Anyone have any thoughts on these:

http://www.amazon.com/gp/product/B001LIHVH0/ref=as_li_tl?ie=UTF8&camp=1789&creative=390957&creativeASIN=B001LIHVH0&linkCode=as2&tag=httpwwwchanco-20

I was considering the berkey's, but these are about 1/2 the price, and seem to do the same job... thoughts?


Water Storage
« Reply #12 on: February 03, 2012, 04:13:32 AM »
s2srea: they look like a good thing to have in storage for if and when needed. Nice and low-tech except they have proprietary filters - I wonder if they can be cleaned or serviced a few times? But definitely worth having one and well priced - that device alone will buy you a couple of weeks survival until you can source some reliable food.

Cheapest home made method is activated charcoal (crushed charcoal) filtration, maybe in addition to sand and canvas, which would be worthwhile knowing how to do in case the above fails or you run out of filters?

I wonder what is the best way to remove iodine and cesium from water? I know activated charcoal works partially but I read here that triple treatment is the go with ion exchange and reverse osmosis. Sounds expensive, but would beat getting leukaemia.

Water Storage
« Reply #13 on: February 03, 2012, 11:32:45 AM »
Thanks maizar- according to the description, the filters can be cleaned up to 100 times. I will look into activated charcoal filtration, thanks!

Water Storage
« Reply #14 on: February 03, 2012, 07:27:07 PM »
Quote
Thanks maizar- according to the description, the filters can be cleaned up to 100 times.

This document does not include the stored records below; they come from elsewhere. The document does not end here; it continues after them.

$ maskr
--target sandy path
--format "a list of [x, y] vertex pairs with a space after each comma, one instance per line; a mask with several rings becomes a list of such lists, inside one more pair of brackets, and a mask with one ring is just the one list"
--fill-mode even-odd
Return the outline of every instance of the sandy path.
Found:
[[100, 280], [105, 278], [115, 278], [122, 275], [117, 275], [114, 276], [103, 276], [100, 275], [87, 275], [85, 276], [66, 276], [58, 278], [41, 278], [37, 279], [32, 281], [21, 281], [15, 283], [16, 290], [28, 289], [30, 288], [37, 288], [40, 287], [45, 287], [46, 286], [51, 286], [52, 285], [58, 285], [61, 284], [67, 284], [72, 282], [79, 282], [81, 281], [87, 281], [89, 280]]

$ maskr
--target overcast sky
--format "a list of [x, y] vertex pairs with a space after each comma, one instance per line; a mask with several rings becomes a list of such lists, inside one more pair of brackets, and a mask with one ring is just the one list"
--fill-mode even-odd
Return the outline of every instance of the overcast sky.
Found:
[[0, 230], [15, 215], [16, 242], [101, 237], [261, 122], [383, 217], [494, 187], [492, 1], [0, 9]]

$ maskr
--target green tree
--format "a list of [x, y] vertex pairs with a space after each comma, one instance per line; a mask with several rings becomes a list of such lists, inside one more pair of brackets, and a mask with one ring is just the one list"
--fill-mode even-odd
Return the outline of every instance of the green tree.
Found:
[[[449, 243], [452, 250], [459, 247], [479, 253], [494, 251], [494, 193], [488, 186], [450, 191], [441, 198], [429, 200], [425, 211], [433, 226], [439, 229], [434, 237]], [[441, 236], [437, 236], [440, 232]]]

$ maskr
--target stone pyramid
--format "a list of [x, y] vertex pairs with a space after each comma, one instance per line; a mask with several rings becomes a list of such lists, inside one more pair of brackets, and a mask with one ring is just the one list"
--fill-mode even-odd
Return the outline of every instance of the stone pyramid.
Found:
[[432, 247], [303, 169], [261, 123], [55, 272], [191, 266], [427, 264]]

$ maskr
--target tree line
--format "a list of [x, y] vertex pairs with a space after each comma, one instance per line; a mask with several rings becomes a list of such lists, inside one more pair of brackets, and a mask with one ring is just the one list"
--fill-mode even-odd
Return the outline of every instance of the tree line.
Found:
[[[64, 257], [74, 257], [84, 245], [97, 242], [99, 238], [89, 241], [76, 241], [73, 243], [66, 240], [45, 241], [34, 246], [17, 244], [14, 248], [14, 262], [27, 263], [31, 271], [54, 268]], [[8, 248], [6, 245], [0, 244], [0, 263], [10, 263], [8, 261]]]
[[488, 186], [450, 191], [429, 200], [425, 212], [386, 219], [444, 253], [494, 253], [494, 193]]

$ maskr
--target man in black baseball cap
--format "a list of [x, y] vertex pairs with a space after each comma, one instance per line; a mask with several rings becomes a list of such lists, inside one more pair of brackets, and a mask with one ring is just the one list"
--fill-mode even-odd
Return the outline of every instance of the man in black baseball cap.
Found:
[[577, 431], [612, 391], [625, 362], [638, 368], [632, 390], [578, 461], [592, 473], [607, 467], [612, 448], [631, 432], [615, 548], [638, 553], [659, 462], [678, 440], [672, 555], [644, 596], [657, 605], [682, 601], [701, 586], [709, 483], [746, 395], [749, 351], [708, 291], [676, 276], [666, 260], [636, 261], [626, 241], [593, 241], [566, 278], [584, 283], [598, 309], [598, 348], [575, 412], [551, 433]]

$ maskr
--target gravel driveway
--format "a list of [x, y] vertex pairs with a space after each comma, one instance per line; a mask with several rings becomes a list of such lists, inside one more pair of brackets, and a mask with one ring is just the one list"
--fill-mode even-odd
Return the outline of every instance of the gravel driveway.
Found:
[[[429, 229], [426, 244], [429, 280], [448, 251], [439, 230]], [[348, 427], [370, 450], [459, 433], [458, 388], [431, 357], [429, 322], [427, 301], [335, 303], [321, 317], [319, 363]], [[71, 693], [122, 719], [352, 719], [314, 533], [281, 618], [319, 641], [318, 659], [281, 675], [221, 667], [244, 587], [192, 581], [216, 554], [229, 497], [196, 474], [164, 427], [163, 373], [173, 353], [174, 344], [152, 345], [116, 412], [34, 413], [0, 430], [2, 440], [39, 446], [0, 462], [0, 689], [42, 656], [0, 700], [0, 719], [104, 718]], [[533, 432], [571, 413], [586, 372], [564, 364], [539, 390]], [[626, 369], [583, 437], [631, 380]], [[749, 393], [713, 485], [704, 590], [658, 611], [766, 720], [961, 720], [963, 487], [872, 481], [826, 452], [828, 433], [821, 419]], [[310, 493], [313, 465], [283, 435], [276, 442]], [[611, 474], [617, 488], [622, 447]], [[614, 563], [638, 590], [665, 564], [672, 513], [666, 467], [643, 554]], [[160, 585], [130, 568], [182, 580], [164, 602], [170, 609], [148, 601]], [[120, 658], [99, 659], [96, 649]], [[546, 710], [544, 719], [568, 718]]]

I will look into activated charcoal filtration, thanks!

Remember gravity is your friend. As long as you have some space and a slope, you can put several filtration methods in series and get pristine water from the most disgusting sludge if it came to it.

I saw one idea of making a garden creek (basically an elongated half-pipe made from cement pond base along the side of a sloping block), with a bed of builder's sand (riverbed sand which has no salt in it) and water grasses growing through it. The grasses are picked occasionally and used as mulch or for compost (or discarded if you are worried about radioactive fallout at the time), the sand can be removed, washed and returned periodically. The thing is 10 or 20 meters long, or longer if you make it into a winding pattern, and water is continually cycled through it with a solar powered pump. It will maintain a body of water in a drinkable state by biodynamic filtration plus aeration, but not very good in a drought. The acidity/alkalinity will be perfect and it will be very sweet to drink. It's more for a farm situation where for example you are taking water from a creek or pond or river or some place that experiences run off from farms.

Nice idea if you have a good back and most people will have no idea what it does. When you want to take a drink of that, put it through your charcoal filter plus whatever else you have, but essentially those filters won't be overwhelmed and will last longer.

In one survivalism book I read there were accounts of people in recent wars surviving in beseiged cities (such as in Bosnia) using the above methods plus locally available chemical sanitization (household ammonia in this case). They were sneaking around at night and bringing back buckets of water from the river (which was heavily contaminated with cholera and untreated human waste). Fascinating reading actually and some very good points made, such as randomly using different routes, preparing hide-outs along the way and so forth.